O ator americano Robert Redford, um dos grandes personagens de nosso tempo, foi vários: o ator lindo, de olhos azul-claros e interpretação refinada de Descalços no Parque (1967), Todos os Homens do Presidente (1976) e Entre Dois Amores (1985); dirigiu Gente como a Gente (1980), pelo qual recebeu o Oscar; em 2002, ganharia uma outra estatueta honorária por sua contribuição ao desenvolvimento do cinema, em constante casamento de militância com bom gosto. Ao criar o Instituto e o Festival de Sundance, na década de 1980, abriu as portas para trabalhos independentes, cultuados todos os anos — e que forçaram a engrenagem clássica de Hollywood a se mexer, deixando o lugar-comum e os caça-níqueis. Um dos filmes premiados em Sundance, na seção Lançamentos, foi Central do Brasil, de Walter Salles, em 1999, atalho para a bem-sucedida carreira do longa.
Pioneiro na defesa das questões ambientais, preocupado com os indígenas americanos, Redford soube conciliar, como poucos, a atividade meramente artística com a postura política, de modo que uma coisa enriquecesse a outra. Avesso à ribalta, de sorriso tímido e incomodado com a fama, embora fosse procurado com frequência, nos últimos anos decidiu se recolher a um rancho na cidade natal de Utah. Morreu em 16 de setembro, aos 89 anos, de causas não reveladas pela família, como uma estrela que não ficou presa à primeira imagem de sucesso, o sex symbol de presença hipnotizante do faroeste moderno Butch Cassidy, de 1969, no qual contracenou com Paul Newman — e que dupla espetacular formaram. Há poucos anos, instado a resumir sua vitoriosa trajetória, respondeu com a modéstia dos grandes: “Fui autêntico. Consegui o que queria”.
Pássaros cantando na cabeça

Em que sessão das lojas de discos, quando elas ainda eram populares, deveriam ser postos os álbuns do alagoano Hermeto Pascoal? Jazz? MPB? Pop? Forró? Foi sempre quase impossível rotular o trabalho de um artista que tocava vários instrumentos, além de chaleira, tamanco, serrote e a própria barba. Em shows e gravações que soavam como uma sinfonia da natureza, não havia limite para a “música universal” — que vinha do universo, em uma de suas definições mais celebradas. “Eu digo que sou 100% intuitivo, porque aprendi experimentando as coisas que me vinham à cabeça enquanto ouvia os pássaros cantando”, disse certa vez.

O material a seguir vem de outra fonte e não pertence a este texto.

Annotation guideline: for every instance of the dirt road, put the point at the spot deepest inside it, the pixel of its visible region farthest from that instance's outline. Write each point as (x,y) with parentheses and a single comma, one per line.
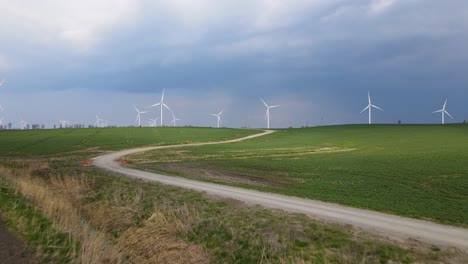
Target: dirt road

Conhecido como “o bruxo”, por conseguir tirar harmonia e melodia de onde se supunha apenas o silêncio ou barulho desmedido, Hermeto era respeitado internacionalmente, adorado por mestres como Miles Davis. Já em 1965, com Em Som Maior, do grupo Sambrasa Trio, formado por ele no piano, Humberto Clayber no baixo e Airto Moreira na bateria, desnudara-se um artista diferente de tudo o que veio antes e que viria depois. Contava ter começado a compor porque, albino, não podia trabalhar na roça por risco de pegar sol, então tratou de observar os sons. Aos 10 anos começou a tocar acordeão — e como criança, com a ingenuidade das descobertas infantis, seguia compondo e fazendo longos recitais inclassificáveis. “Hermeto é a grandeza da música no Brasil, um dos pontos mais altos da história da música no Brasil e que se expôs ao mundo com muita clareza e força”, disse Caetano Veloso. “Hermeto Pascoal parte, mas sua música infinita permanece.” Ele morreu em 13 de setembro, aos 89 anos, de falência de múltiplos órgãos.